Lo que es una autocensura pura y dura adquiere tintes grotescos precisamente cuando los desinformadores (sean políticos o presuntos periodistas) aluden, para justificar su engaño, a argumentos como “evitar la estigmatización”, o a “no fomentar prejuicios”, o a “no alimentar discursos xenófobos”, o a “no provocar generalizaciones injustas hacia toda una comunidad”.
No es cierto (es una soberana simpleza) que si cada crimen cometido por un inmigrante ilegal se subraya, se lleve a la idea común e indiscutible de que todos los inmigrantes son peligrosos. No puede justificarse desde un artificial punto de vista deontológico mentir reiteradamente, en defensa de no se sabe qué interés superior, sobre todo cuando ese nexo hurtado entre la inmigración ilegal y el delito perpetrado y publicado en los medios es fundamental, totalmente relevante para entender el alcance de la noticia.
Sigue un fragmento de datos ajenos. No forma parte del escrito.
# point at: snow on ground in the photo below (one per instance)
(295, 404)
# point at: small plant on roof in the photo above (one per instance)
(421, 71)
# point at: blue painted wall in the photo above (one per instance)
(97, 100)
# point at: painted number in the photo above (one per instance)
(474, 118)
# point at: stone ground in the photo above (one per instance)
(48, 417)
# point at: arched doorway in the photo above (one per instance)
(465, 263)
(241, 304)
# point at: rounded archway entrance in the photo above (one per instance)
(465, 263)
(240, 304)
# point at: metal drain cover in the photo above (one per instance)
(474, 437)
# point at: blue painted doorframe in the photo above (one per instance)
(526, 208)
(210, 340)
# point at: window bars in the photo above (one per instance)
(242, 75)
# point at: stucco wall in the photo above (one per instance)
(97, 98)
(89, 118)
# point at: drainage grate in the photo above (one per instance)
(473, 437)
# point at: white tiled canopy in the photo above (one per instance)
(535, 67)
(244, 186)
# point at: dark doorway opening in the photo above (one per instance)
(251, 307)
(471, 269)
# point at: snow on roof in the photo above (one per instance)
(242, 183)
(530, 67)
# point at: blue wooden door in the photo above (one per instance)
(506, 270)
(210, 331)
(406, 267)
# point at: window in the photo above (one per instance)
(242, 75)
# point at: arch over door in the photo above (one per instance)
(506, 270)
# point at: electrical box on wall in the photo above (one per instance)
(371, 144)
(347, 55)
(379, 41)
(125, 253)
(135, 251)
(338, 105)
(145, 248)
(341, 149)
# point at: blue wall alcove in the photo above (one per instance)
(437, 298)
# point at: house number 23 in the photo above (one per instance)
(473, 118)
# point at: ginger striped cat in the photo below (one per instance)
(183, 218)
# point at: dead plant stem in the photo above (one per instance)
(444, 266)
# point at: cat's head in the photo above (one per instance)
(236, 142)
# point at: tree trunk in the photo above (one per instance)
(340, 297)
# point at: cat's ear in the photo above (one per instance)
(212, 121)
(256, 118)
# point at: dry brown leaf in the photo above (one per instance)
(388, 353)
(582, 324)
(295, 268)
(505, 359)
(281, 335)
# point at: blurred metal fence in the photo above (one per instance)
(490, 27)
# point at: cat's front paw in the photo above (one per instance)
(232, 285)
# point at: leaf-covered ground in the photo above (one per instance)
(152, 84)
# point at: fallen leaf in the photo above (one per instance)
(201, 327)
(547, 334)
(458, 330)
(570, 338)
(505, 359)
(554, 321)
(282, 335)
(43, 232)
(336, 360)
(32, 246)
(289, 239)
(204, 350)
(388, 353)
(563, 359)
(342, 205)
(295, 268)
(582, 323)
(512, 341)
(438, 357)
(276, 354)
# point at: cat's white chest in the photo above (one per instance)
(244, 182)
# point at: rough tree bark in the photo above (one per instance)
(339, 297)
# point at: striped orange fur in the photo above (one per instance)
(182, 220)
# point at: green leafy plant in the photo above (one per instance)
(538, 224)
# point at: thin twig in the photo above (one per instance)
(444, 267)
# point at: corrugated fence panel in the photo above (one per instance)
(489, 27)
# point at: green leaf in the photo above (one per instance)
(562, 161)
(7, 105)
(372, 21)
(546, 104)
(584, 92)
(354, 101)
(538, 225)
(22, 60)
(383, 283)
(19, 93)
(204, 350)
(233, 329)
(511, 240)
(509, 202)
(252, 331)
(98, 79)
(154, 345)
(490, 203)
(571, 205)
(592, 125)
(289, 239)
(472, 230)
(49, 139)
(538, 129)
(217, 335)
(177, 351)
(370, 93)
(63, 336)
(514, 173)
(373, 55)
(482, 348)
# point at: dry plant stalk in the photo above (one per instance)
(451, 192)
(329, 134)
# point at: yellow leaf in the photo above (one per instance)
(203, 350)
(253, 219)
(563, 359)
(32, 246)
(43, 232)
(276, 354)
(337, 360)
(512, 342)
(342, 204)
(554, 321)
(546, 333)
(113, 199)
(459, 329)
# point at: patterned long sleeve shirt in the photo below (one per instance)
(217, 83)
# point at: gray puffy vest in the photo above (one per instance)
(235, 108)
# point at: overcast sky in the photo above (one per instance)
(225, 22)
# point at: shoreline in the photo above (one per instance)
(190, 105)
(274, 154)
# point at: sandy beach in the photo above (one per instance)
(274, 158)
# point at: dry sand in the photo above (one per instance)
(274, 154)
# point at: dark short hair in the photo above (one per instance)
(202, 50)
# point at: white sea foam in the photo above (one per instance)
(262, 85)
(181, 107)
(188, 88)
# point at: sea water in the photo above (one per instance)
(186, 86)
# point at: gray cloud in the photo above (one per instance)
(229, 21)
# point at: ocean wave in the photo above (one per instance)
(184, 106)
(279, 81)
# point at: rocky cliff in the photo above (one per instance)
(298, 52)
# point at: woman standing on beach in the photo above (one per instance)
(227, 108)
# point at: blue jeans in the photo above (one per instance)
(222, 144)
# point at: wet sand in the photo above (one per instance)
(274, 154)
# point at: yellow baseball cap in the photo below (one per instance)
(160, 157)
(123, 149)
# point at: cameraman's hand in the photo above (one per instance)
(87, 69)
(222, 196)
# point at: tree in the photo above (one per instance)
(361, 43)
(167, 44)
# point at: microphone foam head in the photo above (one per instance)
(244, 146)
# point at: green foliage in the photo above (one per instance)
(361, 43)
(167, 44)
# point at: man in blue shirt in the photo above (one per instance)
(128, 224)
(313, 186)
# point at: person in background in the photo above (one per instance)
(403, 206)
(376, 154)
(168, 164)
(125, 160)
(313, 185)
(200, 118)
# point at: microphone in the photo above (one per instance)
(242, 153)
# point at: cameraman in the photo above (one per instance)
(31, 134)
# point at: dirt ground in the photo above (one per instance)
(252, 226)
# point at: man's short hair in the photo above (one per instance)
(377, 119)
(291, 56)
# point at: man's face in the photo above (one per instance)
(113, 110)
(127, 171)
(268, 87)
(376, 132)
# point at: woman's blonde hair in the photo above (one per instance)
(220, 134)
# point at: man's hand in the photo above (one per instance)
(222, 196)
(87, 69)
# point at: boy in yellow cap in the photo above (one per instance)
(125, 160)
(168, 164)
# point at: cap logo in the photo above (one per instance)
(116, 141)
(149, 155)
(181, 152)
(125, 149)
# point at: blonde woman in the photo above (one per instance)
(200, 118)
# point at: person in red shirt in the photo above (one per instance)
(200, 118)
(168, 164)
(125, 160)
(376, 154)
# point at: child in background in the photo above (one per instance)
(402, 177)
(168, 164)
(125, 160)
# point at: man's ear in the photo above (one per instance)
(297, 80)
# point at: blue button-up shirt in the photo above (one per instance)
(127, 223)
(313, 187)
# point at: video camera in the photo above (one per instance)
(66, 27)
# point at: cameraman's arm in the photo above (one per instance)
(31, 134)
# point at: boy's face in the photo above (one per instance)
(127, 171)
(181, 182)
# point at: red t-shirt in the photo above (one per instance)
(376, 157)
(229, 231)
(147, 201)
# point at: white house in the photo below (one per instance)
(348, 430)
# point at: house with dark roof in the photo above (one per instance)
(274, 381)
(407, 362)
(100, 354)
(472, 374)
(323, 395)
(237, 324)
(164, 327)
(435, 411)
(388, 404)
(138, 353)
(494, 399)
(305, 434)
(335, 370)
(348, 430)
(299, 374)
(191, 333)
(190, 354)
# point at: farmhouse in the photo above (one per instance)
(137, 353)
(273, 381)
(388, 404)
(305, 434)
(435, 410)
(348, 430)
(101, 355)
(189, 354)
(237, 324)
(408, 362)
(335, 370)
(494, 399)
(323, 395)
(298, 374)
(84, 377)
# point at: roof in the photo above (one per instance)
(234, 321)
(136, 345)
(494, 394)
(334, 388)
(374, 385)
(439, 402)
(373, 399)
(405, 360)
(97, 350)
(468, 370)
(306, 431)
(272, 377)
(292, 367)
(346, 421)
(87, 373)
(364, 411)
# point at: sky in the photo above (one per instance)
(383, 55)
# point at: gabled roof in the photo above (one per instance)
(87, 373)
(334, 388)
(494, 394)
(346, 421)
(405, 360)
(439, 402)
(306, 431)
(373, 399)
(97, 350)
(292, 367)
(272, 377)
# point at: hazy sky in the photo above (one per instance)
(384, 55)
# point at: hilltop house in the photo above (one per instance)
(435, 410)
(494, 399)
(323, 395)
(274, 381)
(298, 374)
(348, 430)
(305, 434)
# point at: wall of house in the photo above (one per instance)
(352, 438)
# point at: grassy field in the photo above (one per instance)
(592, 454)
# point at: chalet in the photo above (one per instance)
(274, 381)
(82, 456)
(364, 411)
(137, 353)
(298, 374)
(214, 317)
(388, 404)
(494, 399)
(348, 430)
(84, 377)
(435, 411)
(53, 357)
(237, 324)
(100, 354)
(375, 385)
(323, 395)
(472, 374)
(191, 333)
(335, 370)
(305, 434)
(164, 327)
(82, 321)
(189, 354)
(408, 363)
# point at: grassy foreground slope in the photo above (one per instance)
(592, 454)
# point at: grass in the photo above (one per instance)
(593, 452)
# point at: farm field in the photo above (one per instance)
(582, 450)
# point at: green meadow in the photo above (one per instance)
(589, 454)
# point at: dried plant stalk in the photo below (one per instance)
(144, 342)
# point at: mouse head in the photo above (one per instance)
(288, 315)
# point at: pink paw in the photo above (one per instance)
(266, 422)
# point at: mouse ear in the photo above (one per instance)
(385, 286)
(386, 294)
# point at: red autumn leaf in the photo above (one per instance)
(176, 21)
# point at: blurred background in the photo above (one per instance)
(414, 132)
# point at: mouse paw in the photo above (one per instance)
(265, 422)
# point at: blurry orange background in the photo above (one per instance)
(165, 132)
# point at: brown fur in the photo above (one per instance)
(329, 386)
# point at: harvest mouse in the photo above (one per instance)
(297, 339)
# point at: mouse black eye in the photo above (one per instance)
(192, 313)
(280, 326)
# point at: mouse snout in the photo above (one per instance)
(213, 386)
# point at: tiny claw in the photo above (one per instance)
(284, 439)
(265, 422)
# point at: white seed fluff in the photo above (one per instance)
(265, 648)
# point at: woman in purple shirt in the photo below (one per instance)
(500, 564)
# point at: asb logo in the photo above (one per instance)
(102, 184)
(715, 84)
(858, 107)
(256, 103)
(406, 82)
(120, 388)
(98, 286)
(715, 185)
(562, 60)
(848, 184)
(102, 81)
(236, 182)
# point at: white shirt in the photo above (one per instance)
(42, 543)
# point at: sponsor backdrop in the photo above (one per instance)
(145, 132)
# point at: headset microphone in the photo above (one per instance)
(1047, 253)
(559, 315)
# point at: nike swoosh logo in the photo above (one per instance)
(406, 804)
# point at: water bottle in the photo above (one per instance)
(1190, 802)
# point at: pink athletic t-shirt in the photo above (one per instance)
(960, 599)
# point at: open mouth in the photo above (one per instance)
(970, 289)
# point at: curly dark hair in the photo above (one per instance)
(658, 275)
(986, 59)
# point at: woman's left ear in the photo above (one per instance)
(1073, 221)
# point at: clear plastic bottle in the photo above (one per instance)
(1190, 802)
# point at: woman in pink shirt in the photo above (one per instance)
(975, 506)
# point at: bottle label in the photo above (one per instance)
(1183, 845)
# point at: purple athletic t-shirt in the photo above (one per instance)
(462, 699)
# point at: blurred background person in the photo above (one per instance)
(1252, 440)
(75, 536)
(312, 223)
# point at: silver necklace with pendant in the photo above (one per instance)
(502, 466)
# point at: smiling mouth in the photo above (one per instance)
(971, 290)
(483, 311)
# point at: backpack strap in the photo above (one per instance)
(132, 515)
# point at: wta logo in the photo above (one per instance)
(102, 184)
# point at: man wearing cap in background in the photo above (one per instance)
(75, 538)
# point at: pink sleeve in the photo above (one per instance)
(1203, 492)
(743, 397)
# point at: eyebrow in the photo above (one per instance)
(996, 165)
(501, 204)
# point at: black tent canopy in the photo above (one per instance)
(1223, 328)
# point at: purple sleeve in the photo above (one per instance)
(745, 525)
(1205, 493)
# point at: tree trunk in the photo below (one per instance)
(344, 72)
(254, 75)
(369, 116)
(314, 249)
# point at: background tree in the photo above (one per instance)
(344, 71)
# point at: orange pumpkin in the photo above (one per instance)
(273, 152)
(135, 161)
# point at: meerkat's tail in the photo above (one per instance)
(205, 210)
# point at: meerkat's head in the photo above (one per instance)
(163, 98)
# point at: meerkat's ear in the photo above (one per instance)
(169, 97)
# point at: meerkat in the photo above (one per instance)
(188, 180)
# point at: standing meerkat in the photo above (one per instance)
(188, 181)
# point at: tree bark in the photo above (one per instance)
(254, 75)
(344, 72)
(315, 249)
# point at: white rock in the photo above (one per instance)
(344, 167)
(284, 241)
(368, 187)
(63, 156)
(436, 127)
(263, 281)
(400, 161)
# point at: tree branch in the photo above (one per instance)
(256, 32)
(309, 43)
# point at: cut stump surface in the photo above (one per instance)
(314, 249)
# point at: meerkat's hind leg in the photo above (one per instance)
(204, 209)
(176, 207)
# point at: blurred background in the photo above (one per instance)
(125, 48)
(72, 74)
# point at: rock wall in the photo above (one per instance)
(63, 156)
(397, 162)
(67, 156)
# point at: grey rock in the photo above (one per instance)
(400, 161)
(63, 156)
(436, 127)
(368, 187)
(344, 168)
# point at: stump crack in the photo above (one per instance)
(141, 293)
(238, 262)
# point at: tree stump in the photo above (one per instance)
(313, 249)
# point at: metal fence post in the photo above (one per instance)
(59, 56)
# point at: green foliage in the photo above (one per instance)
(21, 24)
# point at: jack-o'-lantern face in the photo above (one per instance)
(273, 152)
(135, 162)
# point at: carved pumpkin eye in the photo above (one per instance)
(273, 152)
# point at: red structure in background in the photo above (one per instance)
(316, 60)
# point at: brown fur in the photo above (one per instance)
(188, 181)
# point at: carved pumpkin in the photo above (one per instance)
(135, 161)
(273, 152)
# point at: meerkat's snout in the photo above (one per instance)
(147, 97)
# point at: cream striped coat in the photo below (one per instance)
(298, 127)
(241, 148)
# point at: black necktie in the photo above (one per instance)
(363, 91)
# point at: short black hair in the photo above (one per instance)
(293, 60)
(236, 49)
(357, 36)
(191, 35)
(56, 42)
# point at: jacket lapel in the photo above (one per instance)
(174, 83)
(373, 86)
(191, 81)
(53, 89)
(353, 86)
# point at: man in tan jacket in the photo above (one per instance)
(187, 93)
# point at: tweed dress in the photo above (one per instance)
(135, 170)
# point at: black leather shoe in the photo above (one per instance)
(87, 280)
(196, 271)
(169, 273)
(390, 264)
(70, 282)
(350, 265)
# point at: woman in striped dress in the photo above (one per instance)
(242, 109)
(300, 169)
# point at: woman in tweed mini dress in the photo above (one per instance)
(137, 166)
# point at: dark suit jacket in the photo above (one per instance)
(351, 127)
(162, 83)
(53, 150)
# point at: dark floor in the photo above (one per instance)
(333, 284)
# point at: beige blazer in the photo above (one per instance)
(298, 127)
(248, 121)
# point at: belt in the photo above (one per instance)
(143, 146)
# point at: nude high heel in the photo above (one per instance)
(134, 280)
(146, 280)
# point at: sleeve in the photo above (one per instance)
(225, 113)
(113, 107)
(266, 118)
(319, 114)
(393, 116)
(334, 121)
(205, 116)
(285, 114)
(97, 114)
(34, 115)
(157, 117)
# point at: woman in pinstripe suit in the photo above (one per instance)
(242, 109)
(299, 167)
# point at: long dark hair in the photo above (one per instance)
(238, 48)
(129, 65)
Ocultar, aquí, equivale descaradamente a mentir, manipular.
Quizá sólo pueda entenderse (porque a nadie se le puede exigir ser valiente, porque la cobardía es hasta cierto punto denunciable) que ese nexo fundamental y totalmente relevante se omita porque haya políticos y presuntos periodistas cobardes que teman que ese enfoque provoque reacciones airadas entre su audiencia o, peor, entre sus anunciantes y patrocinadores.
En los tiempos que corren, y en la España del presente, el viejo aforismo de Orwell cobra más vigencia que nunca: “en tiempos de engaño universal, decir la verdad se ha convertido en un acto revolucionario”.